But for Biden the man, Ireland sometimes seems more like a set of concepts: a loose yet somehow specific kind of destiny; a blend of future and past; an immigrant identity.
“As my mother would say, ‘That’s the Irish of it,’” he told a group of his cousins on Wednesday. “That’s the Irish of it. Whenever we’d say something was unusual, she said, ‘Joey, that’s the Irish of it.’ And it is the Irish of it.”
The nostalgia was matched only by a tangible sense of awe at the heights he has now reached. As Biden spoke in Ballina on Friday, the backdrop was a cathedral built by the bricks provided by one of his forefathers.
“I doubt he ever imagined that his great, great, great grandson would return 200 years later as president of the United States of America,” Biden said in a particularly poignant moment.
Perhaps caught in a sentimental moment, Biden seemed to drop his guard in his speech to the joint houses of Ireland’s parliament. He made reference to a topic mostly off-limits back home: his advanced age.
“I’m at the end of my career, not the beginning,” he said toward the end of his speech to lawmakers. “The only thing I bring to this career after my age – and you can see how old I am – is a little bit of wisdom.”
In Ireland, his remark seemed to suggest, a lifetime of memories was an asset instead of a liability.
Biden’s trip came as he nears a decision on running again for president. He said the day before he left he planned on running but wasn’t prepared to announce it.
If enthusiasm levels among Americans for a second Biden term appear low, even among Democrats, there was a more palpable sense of excitement for the 80-year-old president here.
Crowds four or five deep waited for hours in cold drizzle to greet him in Dundalk. Local organizers of his final speech in Ballina replicated the configuration of their vaunted Salmon Festival to welcome Biden into town.
His speech Friday night carried all the markers of a campaign rally, albeit in Ireland instead of the United States.
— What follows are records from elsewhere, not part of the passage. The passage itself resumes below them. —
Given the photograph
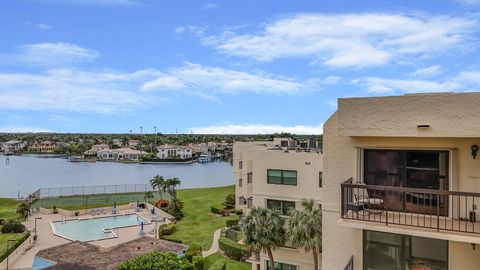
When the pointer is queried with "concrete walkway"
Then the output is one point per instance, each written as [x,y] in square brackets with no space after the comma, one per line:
[214,248]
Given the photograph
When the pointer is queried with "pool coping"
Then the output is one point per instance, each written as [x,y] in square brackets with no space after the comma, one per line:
[110,230]
[52,262]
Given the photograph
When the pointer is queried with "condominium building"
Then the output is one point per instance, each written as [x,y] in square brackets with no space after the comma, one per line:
[120,154]
[269,175]
[402,183]
[44,147]
[174,151]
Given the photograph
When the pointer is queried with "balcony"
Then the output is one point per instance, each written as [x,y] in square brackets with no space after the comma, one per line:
[441,211]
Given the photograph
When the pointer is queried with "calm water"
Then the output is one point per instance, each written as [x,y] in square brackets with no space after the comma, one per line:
[29,173]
The crowd waved American and Irish flags in front of the dramatically lit St. Muredach’s Cathedral, which was built using bricks sold by Biden’s great great great grandfather.
In theory, images of a president embraced abroad could be useful to a presidential campaign, particularly to the 36 million Americans who identify as Irish-American.
In practice, an increasingly isolationist Republican Party may use Biden’s popularity abroad against him.
“I own property in Ireland, I’m not going to Ireland,” former President Donald Trump said during Biden’s trip. “The world is exploding around us, you could end up in a third world war, and this guys is going to be in Ireland.
White House officials made little attempt at ascribing major policy objectives to Biden’s trip. The most robust piece of background provided ahead of time was a five-page genealogical table tracking the various branches of his family tree.
If there was a goal, it was the one Biden described as he departed Washington for Belfast on Tuesday: ensuring the 25-year-old Good Friday Agreement, a product of intensive American diplomacy, remains in place.
“Keep the peace, that’s the main thing,” he said before boarding Air Force One.
Heavy violence between Nationalists and Unionists has been mostly left to another era. But as Biden acknowledged, the peace is fragile and the politics in Northern Ireland are broken.
Tight security surrounded Biden’s trip amid flare-ups of political violence, though his 15-hour visit to Belfast went without incident (aside from a sensitive security document found lying in the street).
Biden did not paper over the tensions. He made a direct call for the political parties in Northern Ireland to return to a power-sharing government – between those who want to remain part of the United Kingdom and those who favor a united Ireland – that was a central pillar of the 1998 Good Friday Agreement.
He tried to avoid being drawn directly into the feud over Brexit trade rules, recognizing the perception he is less-than-evenhanded when it comes to the Irish-British divide.
He even sought to emphasize his English ancestors rather than his Irish ones when he spoke at Ulster University (the English roots hadn’t made it onto the White House genealogical chart).
It wasn’t convincing to some Unionist leaders. The former leader of the Democratic Unionist Party, Arlene Foster, told a local radio station that Biden “hates the United Kingdom.” She asked why his limo flew the Irish flag in the South but not the British one in the North.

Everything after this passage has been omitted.